Heatmaps and Stress Analysis on Digital Objects

Heatmaps and Stress Analysis on Digital Objects

A response to Are.na’s 2023 call to action: Trace

Heatmaps are made up of layers and layers of existence and impressions, each layer tracing interactions and intrusions that have been made at single points in time — an immortalization of specific realities. Heatmaps provide a birds eye view of where the most friction has occurred upon a specified object over the course of a specified time.

The concept of Heatmaps existed before the use of computer instruments (i.e. In 1873 Toussaint Loua drew a shading matrix to visualize social statistics across the districts of Paris, possibly the first heatmap ever made) and today, heatmaps are most generally understood as a tool for optimizing web conversion rates, viewing weather patterns, or demonstrating concentrations of activity in living objects.

Heatmaps are also commonly used for stress analysis, a process that tests for the integrity and durability of physical objects, typically by depicting the various weaknesses and responses the object has to extreme temperature changes. This relation between heatmaps and stress analysis only seems to exist in the physical plane.

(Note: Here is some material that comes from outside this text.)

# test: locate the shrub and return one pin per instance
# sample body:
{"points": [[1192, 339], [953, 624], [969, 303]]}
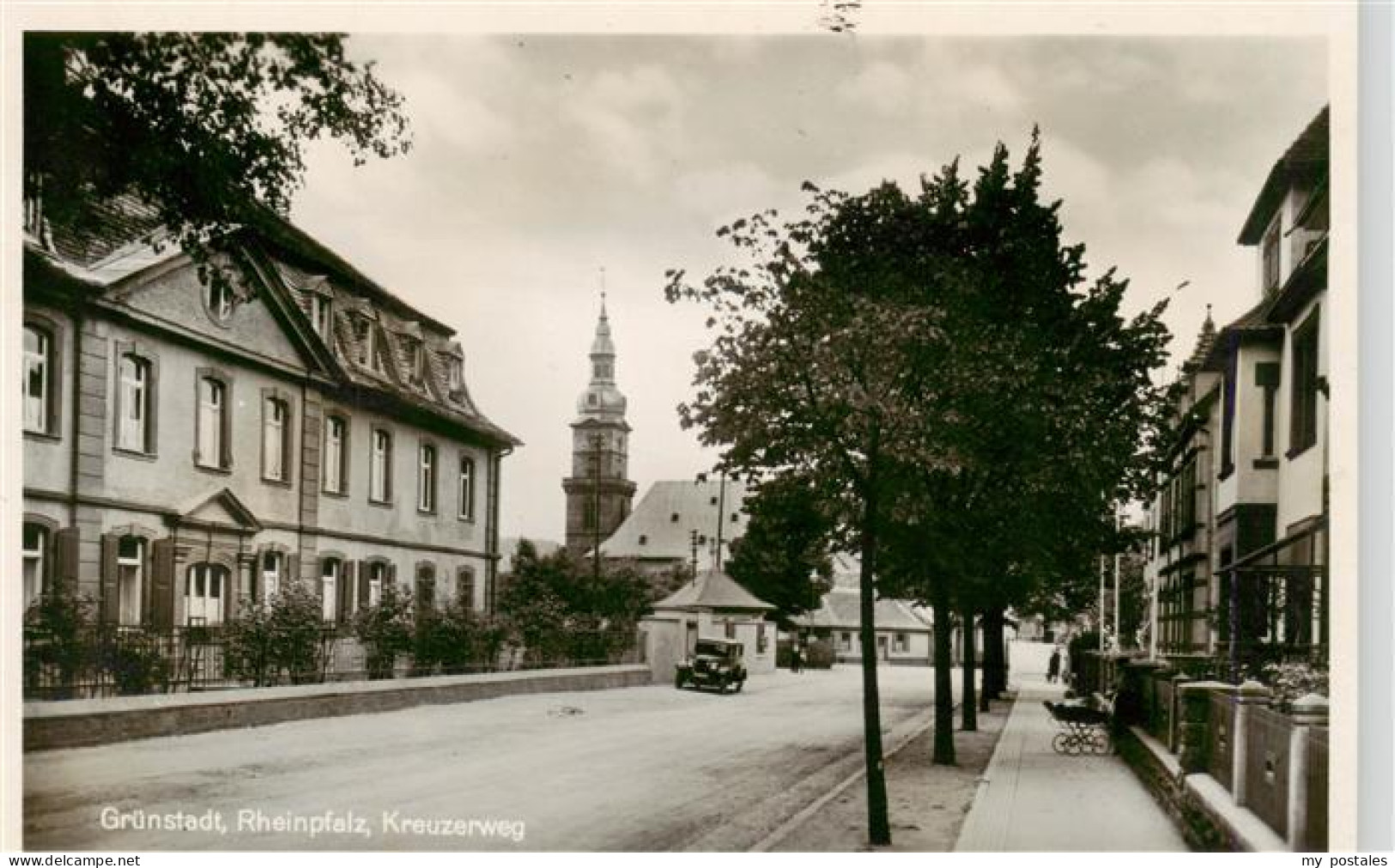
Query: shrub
{"points": [[134, 659], [58, 645], [1294, 680], [283, 638], [385, 629]]}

What would applying concepts of stress analysis on a different plane look like? What equates to stress-analysis in the digital realm? Applied to a digital object, a CAD model, a PDF document, a photoshop file, or an Ableton Live plug-in? What if photo-elasticity existed on websites that were engineered poorly? At it’s surface this could look like web scalability and bandwidth tests, but also invites either a (1) hybrid fantasy world where objects on screen meet the laws of the physical, or (2) a new approach to understanding the longevity of digital objects.